Studio album by New Riders of the Purple Sage
- Released: 1977
- Recorded: 1976
- Genre: Country rock
- Length: 29:28
- Label: MCA
- Producer: Bob Johnston

New Riders of the Purple Sage chronology
| New Riders (1976) | Who Are Those Guys? (1977) | Marin County Line (1977) |

Singles from Who Are Those Guys?
- ""Love Has Strange Ways" / "Red Hot Women and Ice Cold Beer""; ""(Just) Another Night in Reno" / "Home Grown"";

= Who Are Those Guys? =

Who Are Those Guys? is the eighth studio album and tenth album overall by the country rock band the New Riders of the Purple Sage. It was recorded at the Record Plant in Sausalito, California, in October and November 1976. It was produced by Bob Johnston, and released by MCA Records in 1977.

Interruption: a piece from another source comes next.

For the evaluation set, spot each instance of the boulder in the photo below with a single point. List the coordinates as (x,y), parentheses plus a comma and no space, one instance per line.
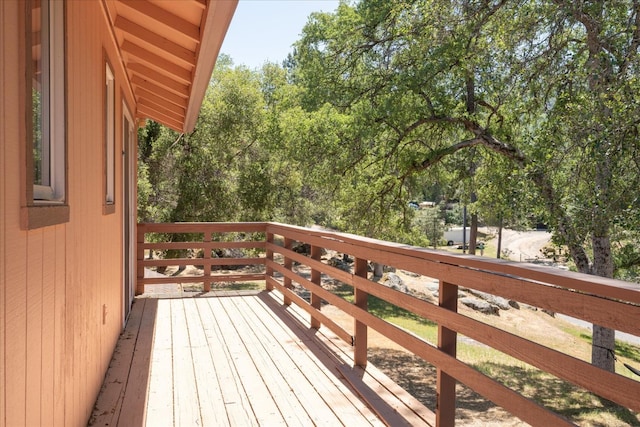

Who Are Those Guys? was the first New Riders album to feature Stephen Love on bass guitar. The band's previous bass player, Skip Battin, had left to join the Flying Burrito Brothers. Love, a former member of Rick Nelson's Stone Canyon Band, wrote three of the songs on the album, and sings lead on six of the album's ten tracks. A fourth original song, "Home Grown", was written by drummer Spencer Dryden. The NRPS lineup for Who Are Those Guys? also included John "Marmaduke" Dawson, David Nelson, and Buddy Cage. Until Where I Come From was released in 2009, this was the only New Riders album that did not have any songs written by Dawson.

Professional ratings
Review scores
| Source | Rating |
| AllMusic |  |
| The New Rolling Stone Record Guide |  |

==Track listing==

1. "I Can Heal You" (Jake Holmes) – 3:20
2. "High Rollers" (Boyd Berlin, Terry Melcher) – 2:46
3. "Peggy Sue" (Buddy Holly, Jerry Allison, Norman Petty) – 2:37
4. "(Just) Another Night in Reno" (Stephen Love) – 2:57
5. "It Never Hurts to Be Nice to Somebody" (Michael McGinnis) – 3:02
6. "Love Has Strange Ways" (Love) – 2:47
7. "Hold On It's Coming" (Country Joe McDonald) – 4:15
8. "By and By when I Need You" (Love) – 2:08
9. "Home Grown" (Spencer Dryden) – 2:35
10. "Red Hot Women and Ice Cold Beer" (Cy Coben) – 2:40

==Personnel==

===New Riders of the Purple Sage===
- John Dawson – rhythm guitar, vocals
- David Nelson – lead guitar, vocals
- Buddy Cage – pedal steel guitar
- Stephen Love – bass, vocals
- Spencer Dryden – drums

===Additional musicians===
- John Hug – guitar
- Bill Stewart – drums

===Production===
- Bob Johnston – producer
- Jim Ed Norman – arranging
- Tom Flye – engineer
- Steve Fontano – assistant engineer
- Phil Fewsmith – front and back cover art (photography and hand coloring)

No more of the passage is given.